The process of increased borrowing has been accelerated in parts due to rising prices as customers all around continue coping with the strongest inflation they have seen in almost four decades. Moreover, households are supported by higher incomes and rising savings. Therefore, these customers are capable of handling increased debt loads quite effectively.
Rapid Growth of Consumer Debt in 2021
Wilbert Van Der Klaauw, Senior Vice President at the New York Federal Reserve, revealed that the aggregate balances of auto loans and mortgages that have been recently opened have increased steeply in 2021. This is in relation to the overall increase in car and home prices.
It is estimated that the total household debt increased by around $1 trillion in 2021. This has become the largest-ever increase in the total debt since 2007. This is in accordance with the quarterly report put forth by the New York Federal Reserve on credit and household debt. The total debt balance currently serves to be around $1.4 trillion higher in comparison to the end of 2019.
In 2021, around $4.5 trillion in mortgages had come up and were capable of reaching a historic high for the existing database, going back to 1999. Mortgage balances have increased by $258 billion during the 4th quarter to reach $10.93 trillion by December’s end.
Originations related to auto loans have returned to pre-pandemic trends, but loan amounts have increased in correspondence to increasing car prices. As car prices increase, buyers have continued borrowing more towards financing the additional cost, and some are anticipating higher rates of interest. These borrowers might be leveraging the benefits of reduced borrowing costs. Researchers have noted an increase in the concept of mortgage refinancing.
Per the Federal Reserve officials, they are expected to increase the rates of interest in March. They will also start decreasing the balance sheet holdings at a later point in 2022. Both the respective actions can increase the overall borrowing costs as the Federal Reserve will work towards taming inflation and removing the support offered at the time of the pandemic.
More Capacity for Including Debt
As a sign to reveal that consumers will be returning to the pre-pandemic spending habits, credit card balances have also increased by around $52 billion during the 4th quarter. This has marked the largest quarterly rise that has been observed in the history of the existing data, but credit card balances still tend to be $71 billion lower in comparison to their value at the end of 2019.
The overall use of credit cards usually increases in the 4th quarter as people continue making holiday purchases. The overall increase can also help in reflecting increased prices for goods & services, as per the researchers.
Households in aggregate until now have been able to accept the increased debt loads with delinquencies remaining low, because of accumulated savings during the earlier phases of the pandemic along with forbearance programs.

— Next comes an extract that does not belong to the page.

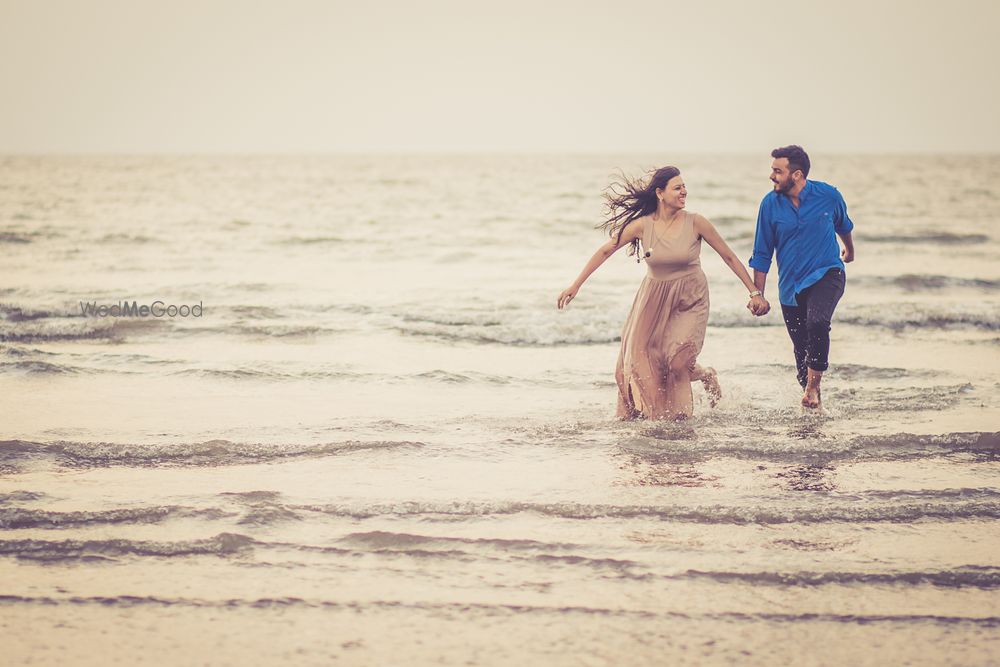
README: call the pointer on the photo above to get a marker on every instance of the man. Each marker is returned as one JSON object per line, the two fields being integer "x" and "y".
{"x": 800, "y": 220}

Tim Duy, Chief Economist and Professor at the University of Oregon, revealed that the economy is recovering with incomes going up and households having the capacity to add debt. The overall share of disposable income that is spent by households on loan payments, rent, taxes, and other bills is low per historical standards. However, some borrowers still have not been capable of doing well throughout the pandemic and have a harder time in keeping up with the debt payments later. It is important to observe how some borrowers are doing after they resume student loan payments in some months.
Is Rising Consumer Debt Good or Bad?
It can be both a bad as well as a good thing. A rise in consumer debt can indicate the presence of a healthier economy. When people will have time to spend, they will be borrowing more. The fact that the overall household debt increased in 2021 is indicative of how far the given economy has come up since the time of the pandemic.
On the other hand, household debt can be easily categorized into two categories –unhealthy and healthy. Auto loans and mortgages tend to fall in the healthy range. On the other hand, credit card debt is going to land in the unhealthy category. It is not ideal that the levels of credit cards have increased.
Handling Your Rising Debts
In case you have a good amount of debt and it is increasingly becoming difficult to pay your bills on time, then it is high time that you should come up with a dedicated plan towards reducing or eliminating it. This does not imply that you have to push hard to pay off your mortgage in the coming year if you still have a decade to fulfill the loan. On the other hand, you should aim at focusing on the unhealthy debts – like the credit card balances – as these will be costing you the most in terms of interest.
An abundance of credit card debt can indeed lead to damage to the entire credit score, and if the number takes a hit, it can end up becoming expensive to insure borrowings for healthy reasons – like replacing your old car with a new one.
When you have too much credit card debt, look for a way to consolidate the same while making it less expensive to pay off the debt. This could mean using a personal loan or doing reliable balance transfer for paying off your credit cards.